Same with a hundred other moods. Including being horny. As long as you don't break any social taboos, that rubs off on girls too.
If you walk up to her feeling like you deserve her, that she fancies you, then your approach and conversation will reflect your image of yourself, she will pick up on it, and likely find it attractive. Whether that's enough on its own, who can say. But I can tell you that if you're buckling up internally, putting her on a pedestal, making a big deal of every interaction, feeling like she'll almost certainly reject you because you're not good enough for her, then she will also pick up on this, find it unattractive ...
... and then the only way she'll give you a chance is if you can give her something unique that she wants... like a fast car, hard drugs, or an enormous cock.
And that second place is a pretty depressing way to see your interactions with women, right? It's also, I believe, the way many many men do feel.. I mean look on this site how many guys are paranoid if their cock is big enough. Because they think it matters. They maybe think that this is all they can offer a girl. That it's a replacement for genuine attraction, since they couldn't possibly achieve that.
Now if you allow yourself to be in that second place then yes, she will be out of your league. But do you see what I'm saying here, she's not emprically out of your league, just like any other girl, because of any reason other than your own image of yourself.
I am an average looking guy I guess. Not deformed, but no supermodel either. According to typical ideas of "good looks" I'm tall, which is good, but quite skinny which isn't. I'm blonde, which is good, but quite pale and can't tan, which isn't. I wash and smell nice, which is good, but my teeth aren't great, kind of off colour from smoking and coffee, which isn't. But when I talk to women I believe that I am attractive to them, and you know what, I've been told a lot more often since taking that view.

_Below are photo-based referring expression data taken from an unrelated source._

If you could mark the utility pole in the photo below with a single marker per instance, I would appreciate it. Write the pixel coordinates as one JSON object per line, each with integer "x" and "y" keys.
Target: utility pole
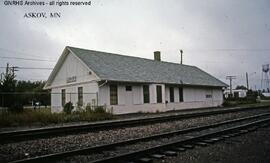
{"x": 231, "y": 78}
{"x": 13, "y": 69}
{"x": 247, "y": 81}
{"x": 7, "y": 69}
{"x": 181, "y": 53}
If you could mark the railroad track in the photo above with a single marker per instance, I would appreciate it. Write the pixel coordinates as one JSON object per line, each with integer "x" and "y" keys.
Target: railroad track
{"x": 130, "y": 150}
{"x": 16, "y": 136}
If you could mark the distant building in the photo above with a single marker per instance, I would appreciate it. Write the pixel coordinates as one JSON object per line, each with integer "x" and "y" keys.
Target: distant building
{"x": 236, "y": 93}
{"x": 129, "y": 84}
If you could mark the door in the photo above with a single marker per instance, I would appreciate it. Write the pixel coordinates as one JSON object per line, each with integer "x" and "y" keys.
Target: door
{"x": 129, "y": 95}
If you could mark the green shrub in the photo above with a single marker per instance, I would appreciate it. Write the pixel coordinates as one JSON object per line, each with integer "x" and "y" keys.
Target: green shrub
{"x": 16, "y": 108}
{"x": 68, "y": 107}
{"x": 99, "y": 109}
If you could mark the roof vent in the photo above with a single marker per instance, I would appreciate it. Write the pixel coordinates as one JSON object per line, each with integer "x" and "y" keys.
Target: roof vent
{"x": 157, "y": 55}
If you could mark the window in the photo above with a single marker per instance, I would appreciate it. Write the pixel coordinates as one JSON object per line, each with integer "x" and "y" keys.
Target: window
{"x": 181, "y": 99}
{"x": 159, "y": 94}
{"x": 208, "y": 96}
{"x": 80, "y": 96}
{"x": 146, "y": 95}
{"x": 113, "y": 95}
{"x": 63, "y": 94}
{"x": 128, "y": 88}
{"x": 171, "y": 94}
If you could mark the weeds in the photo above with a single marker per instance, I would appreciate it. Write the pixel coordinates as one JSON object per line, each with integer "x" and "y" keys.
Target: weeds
{"x": 44, "y": 117}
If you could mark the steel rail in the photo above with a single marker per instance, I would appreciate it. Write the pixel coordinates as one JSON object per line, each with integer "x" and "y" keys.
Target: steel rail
{"x": 160, "y": 148}
{"x": 14, "y": 136}
{"x": 57, "y": 156}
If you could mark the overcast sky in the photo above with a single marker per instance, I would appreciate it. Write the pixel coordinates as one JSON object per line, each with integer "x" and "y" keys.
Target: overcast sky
{"x": 222, "y": 37}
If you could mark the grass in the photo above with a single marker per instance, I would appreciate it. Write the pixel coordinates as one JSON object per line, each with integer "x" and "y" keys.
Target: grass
{"x": 43, "y": 117}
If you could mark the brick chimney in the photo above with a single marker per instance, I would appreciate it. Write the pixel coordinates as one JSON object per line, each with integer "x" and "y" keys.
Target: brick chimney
{"x": 157, "y": 55}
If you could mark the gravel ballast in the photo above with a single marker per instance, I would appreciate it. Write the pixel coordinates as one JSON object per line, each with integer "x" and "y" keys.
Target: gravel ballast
{"x": 33, "y": 148}
{"x": 253, "y": 147}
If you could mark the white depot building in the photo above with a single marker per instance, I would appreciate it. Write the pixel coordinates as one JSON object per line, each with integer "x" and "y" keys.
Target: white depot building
{"x": 126, "y": 84}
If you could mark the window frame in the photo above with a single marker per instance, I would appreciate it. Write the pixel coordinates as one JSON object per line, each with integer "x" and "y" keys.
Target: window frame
{"x": 181, "y": 94}
{"x": 63, "y": 97}
{"x": 80, "y": 96}
{"x": 171, "y": 92}
{"x": 113, "y": 94}
{"x": 128, "y": 88}
{"x": 146, "y": 94}
{"x": 159, "y": 93}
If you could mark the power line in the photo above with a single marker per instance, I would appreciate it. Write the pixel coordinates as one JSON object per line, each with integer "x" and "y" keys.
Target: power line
{"x": 230, "y": 49}
{"x": 17, "y": 52}
{"x": 32, "y": 68}
{"x": 28, "y": 59}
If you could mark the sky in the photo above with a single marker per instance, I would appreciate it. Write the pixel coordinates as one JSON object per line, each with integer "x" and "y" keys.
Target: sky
{"x": 222, "y": 37}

I know I am a good lover, and I know I can show any woman who wants to find out an amazing time they won't forget. I might not be their biggest (unlikely) or their best, but she'll remember, and want more. I don't say this to people I meet, but I believe it.
When you believe in yourself it shows, and it makes people you talk to curious as to what's so good. Your self image is the only thing that holds you back.
Furthemore, when you believe in yourself, you don't fall into honey pot traps like this so easily either, because you know you can get other, maybe better opportunities elsewhere if it doesn't work out. And if you believe that when talking to a woman, so will she. And crucially, you will.
Ryan, this isn't all necessarily directed at you, I just kept rambling ... I do that ... but I thought it was worth posting it all anyway.